This pattern — async task + channel + SSE — is surprisingly clean in Rust with tokio + Axum.

Layer 2: Infrastructure as Code (Without the YAML)

No Terraform. No Pulumi. No CloudFormation. Just direct API calls.

DoClient wraps the DigitalOcean REST API via reqwest:

  • Create/delete droplets
  • Manage SSH keys
  • Poll for droplet status
  • Tag-based resource tracking

SSH utilities use ssh2 (libssh2 bindings):

  • Key generation (Ed25519)
  • Remote command execution
  • SCP file transfers
  • Readiness polling (wait for cloud-init + SSH)

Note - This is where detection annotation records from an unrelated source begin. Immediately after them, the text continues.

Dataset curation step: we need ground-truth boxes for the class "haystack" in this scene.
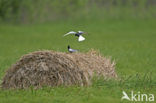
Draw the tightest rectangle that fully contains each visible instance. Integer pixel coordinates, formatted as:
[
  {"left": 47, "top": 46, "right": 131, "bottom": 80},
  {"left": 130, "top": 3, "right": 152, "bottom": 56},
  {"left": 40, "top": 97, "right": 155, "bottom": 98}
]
[{"left": 1, "top": 50, "right": 117, "bottom": 88}]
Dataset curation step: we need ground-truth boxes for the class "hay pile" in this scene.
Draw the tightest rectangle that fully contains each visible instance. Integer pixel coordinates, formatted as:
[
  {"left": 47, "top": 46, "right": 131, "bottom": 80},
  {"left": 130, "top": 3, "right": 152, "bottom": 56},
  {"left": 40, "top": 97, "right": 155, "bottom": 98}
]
[{"left": 1, "top": 50, "right": 117, "bottom": 88}]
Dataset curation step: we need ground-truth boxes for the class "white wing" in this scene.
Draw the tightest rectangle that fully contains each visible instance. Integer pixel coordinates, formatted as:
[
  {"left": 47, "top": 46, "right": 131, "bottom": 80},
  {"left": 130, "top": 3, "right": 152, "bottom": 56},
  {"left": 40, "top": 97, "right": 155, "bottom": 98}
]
[
  {"left": 63, "top": 31, "right": 76, "bottom": 36},
  {"left": 78, "top": 35, "right": 85, "bottom": 41}
]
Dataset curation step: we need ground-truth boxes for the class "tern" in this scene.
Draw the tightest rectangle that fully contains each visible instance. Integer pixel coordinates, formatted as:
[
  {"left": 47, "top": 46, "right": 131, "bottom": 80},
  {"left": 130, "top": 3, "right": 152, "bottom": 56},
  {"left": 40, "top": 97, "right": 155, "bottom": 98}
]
[
  {"left": 68, "top": 45, "right": 77, "bottom": 53},
  {"left": 63, "top": 31, "right": 85, "bottom": 42}
]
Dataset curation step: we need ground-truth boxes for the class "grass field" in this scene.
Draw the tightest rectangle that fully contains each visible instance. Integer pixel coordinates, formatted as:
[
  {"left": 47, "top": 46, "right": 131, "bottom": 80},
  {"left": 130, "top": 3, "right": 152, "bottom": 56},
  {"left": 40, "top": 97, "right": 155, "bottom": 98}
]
[{"left": 0, "top": 19, "right": 156, "bottom": 103}]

Why no Terraform? Because clawmacdo needs to react to each step. It is not declaring desired state — it is orchestrating a sequence where each step depends on the previous one. SSH readiness polling, cloud-init sentinel files, health checks — these are imperative, not declarative.

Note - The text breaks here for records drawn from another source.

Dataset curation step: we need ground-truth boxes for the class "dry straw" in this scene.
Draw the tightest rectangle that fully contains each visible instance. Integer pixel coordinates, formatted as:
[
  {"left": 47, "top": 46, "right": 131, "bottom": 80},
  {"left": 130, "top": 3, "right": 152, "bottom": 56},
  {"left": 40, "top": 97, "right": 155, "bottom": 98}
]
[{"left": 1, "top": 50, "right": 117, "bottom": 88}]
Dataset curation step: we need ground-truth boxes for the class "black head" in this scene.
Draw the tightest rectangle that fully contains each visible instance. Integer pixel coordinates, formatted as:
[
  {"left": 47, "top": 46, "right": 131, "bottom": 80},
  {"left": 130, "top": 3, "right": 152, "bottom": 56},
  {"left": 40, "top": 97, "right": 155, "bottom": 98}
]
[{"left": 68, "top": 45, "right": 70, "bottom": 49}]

Layer 3: The Provisioning Pipeline (The Heart)

This is where the magic happens. Six ordered modules, each handling one concern:

1. User Provisioning

  • Creates a dedicated openclaw system user
  • Sets up shell environment and sudo scope
  • Enables systemd lingering (so user services survive logout)
  • Migrates restored backup from root to the openclaw user

2. Firewall Hardening

  • Configures fail2ban for brute-force protection
  • Sets up unattended-upgrades for automatic security patches
  • Hardens UFW rules
  • Adds DOCKER-USER iptables isolation rules

3. Docker Setup

  • Writes optimized /etc/docker/daemon.json
  • Adds openclaw user to docker group
  • Restarts Docker daemon

4. Node.js + AI CLIs

  • Configures pnpm global directories
  • Installs Claude Code (Anthropic), Codex (OpenAI), Gemini CLI (Google)
  • Verifies and symlinks all binaries

5. OpenClaw Installation

  • Creates .openclaw directory structure
  • Writes .env with all API keys and messaging config
  • Installs OpenClaw globally via npm
  • Normalizes extension hardlinks

6. Tailscale (Optional)

  • Installs Tailscale for private networking
  • Runs tailscale up with auth key if provided

Each module is idempotent — you can re-run provisioning without breaking things. This matters when debugging partial failures.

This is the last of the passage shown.